Ku D D, Ann H S
J Pharmacol Exp Ther. 1987 Jun;241(3):961-6.
In the present study, effects of magnesium deficiency on coronary vascular reactivity changes were studied in isolated canine coronary arteries before and after endothelium disruption. Lowering of extracellular magnesium produced a potent vasorelaxant response in coronary arteries with intact endothelium, whereas in arteries with disrupted endothelium a potent vasoconstrictory response was observed. The magnitude of magnesium deficiency-induced vasorelaxation is also dependent on the extracellular calcium concentrations, such that lowering of extracellular calcium from 1.75 to 0.22 mM completely abolished the magnesium deficiency-induced vasorelaxant effects. Similar inhibition, as well as reversal, of magnesium deficiency-induced vasorelaxation was also observed with dichlorobenzamil, a known inhibitor of the Na+/Ca++ exchange mechanism, but not with nifedipine, a known inhibitor of the voltage-operated calcium channel. The magnesium deficiency-induced vasoconstriction, on the other hand, is endothelium-independent. Although a similar dependency on extracellular calcium concentration was observed in this vasoconstrictory response, nifedipine, but not dichlorobenzamil, was found to be effective in inhibiting the vasoconstrictory effect. Hemoglobin, a known inhibitor of the endothelium-derived relaxing factor, also completely inhibited the magnesium deficiency-induced vasorelaxation but had no effect on the latter vasoconstrictory effect.

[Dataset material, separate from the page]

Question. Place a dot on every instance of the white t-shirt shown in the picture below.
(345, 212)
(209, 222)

These results suggest that circulating magnesium ion may have a dual effect in the modulation of coronary vascular reactivity. In coronary vessels with intact endothelium, lowering of extracellular magnesium may potentiate calcium-induced basal release of endothelium-derived relaxing factor and result in vasodilation, whereas in pathological vessels with injured endothelial cells, a similar lowering of magnesium may increase coronary vascular tone by accentuating the calcium-induced coronary constrictory response in vascular smooth muscle cells and result in vasoconstriction.

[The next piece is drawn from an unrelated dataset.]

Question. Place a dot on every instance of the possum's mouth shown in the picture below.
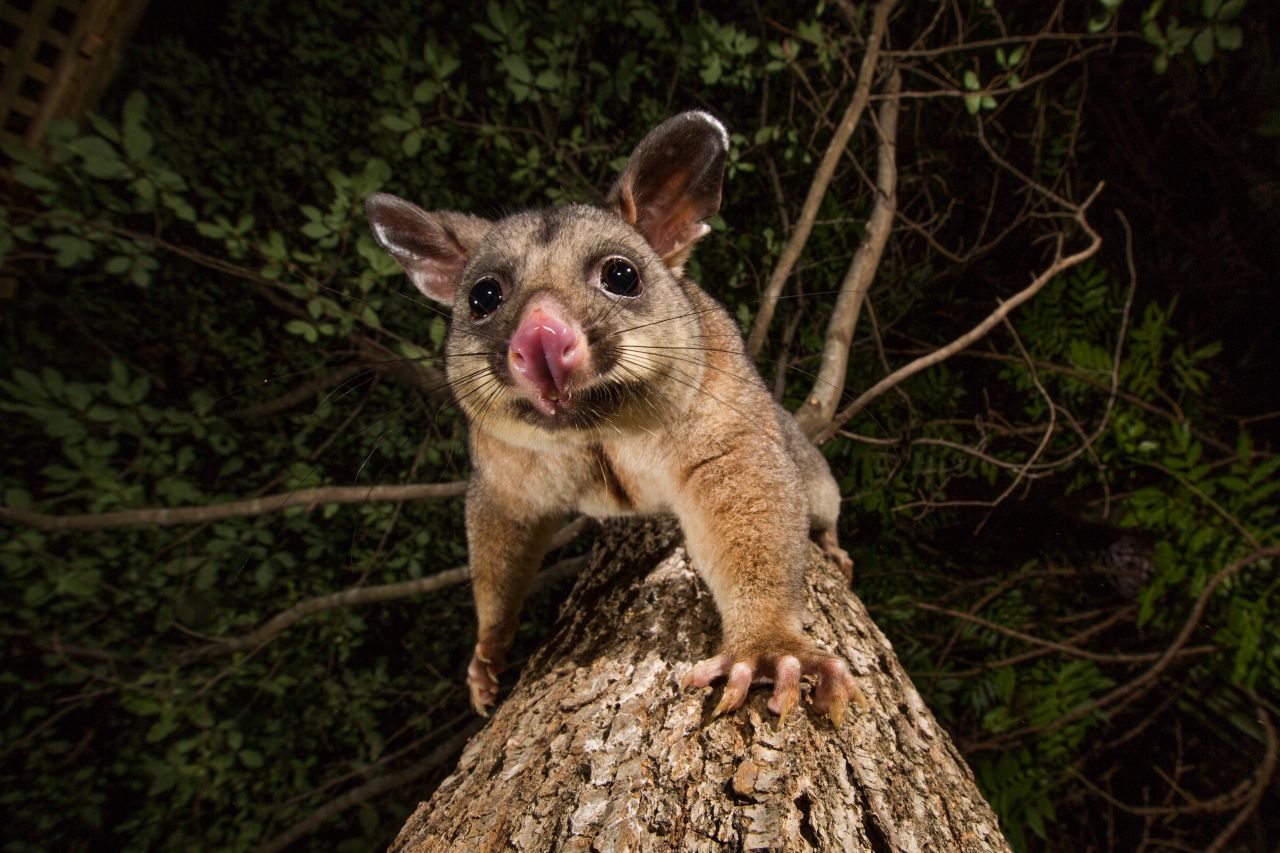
(592, 407)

在本研究中,我们研究了镁缺乏对犬离体冠状动脉内皮破坏前后冠状动脉血管反应性变化的影响。细胞外镁浓度降低会使内皮完整的冠状动脉产生强烈的血管舒张反应,而在内皮破坏的动脉中则观察到强烈的血管收缩反应。镁缺乏诱导的血管舒张程度也取决于细胞外钙浓度,当细胞外钙浓度从1.75 mM降至0.22 mM时,镁缺乏诱导的血管舒张作用完全消失。用已知的Na+/Ca++交换机制抑制剂二氯苯甲酰胺也观察到了对镁缺乏诱导的血管舒张的类似抑制以及逆转作用,但用已知的电压门控钙通道抑制剂硝苯地平则未观察到这种作用。另一方面,镁缺乏诱导的血管收缩与内皮无关。虽然在这种血管收缩反应中也观察到了对细胞外钙浓度的类似依赖性,但发现硝苯地平而非二氯苯甲酰胺能有效抑制血管收缩作用。血红蛋白是一种已知的内皮源性舒张因子抑制剂,它也完全抑制了镁缺乏诱导的血管舒张,但对后者的血管收缩作用没有影响。这些结果表明,循环中的镁离子可能在调节冠状动脉血管反应性方面具有双重作用。在内皮完整的冠状动脉中,细胞外镁浓度降低可能会增强钙诱导的内皮源性舒张因子的基础释放并导致血管舒张,而在有内皮细胞损伤的病理血管中,类似的镁浓度降低可能会通过增强血管平滑肌细胞中钙诱导的冠状动脉收缩反应来增加冠状动脉血管张力并导致血管收缩。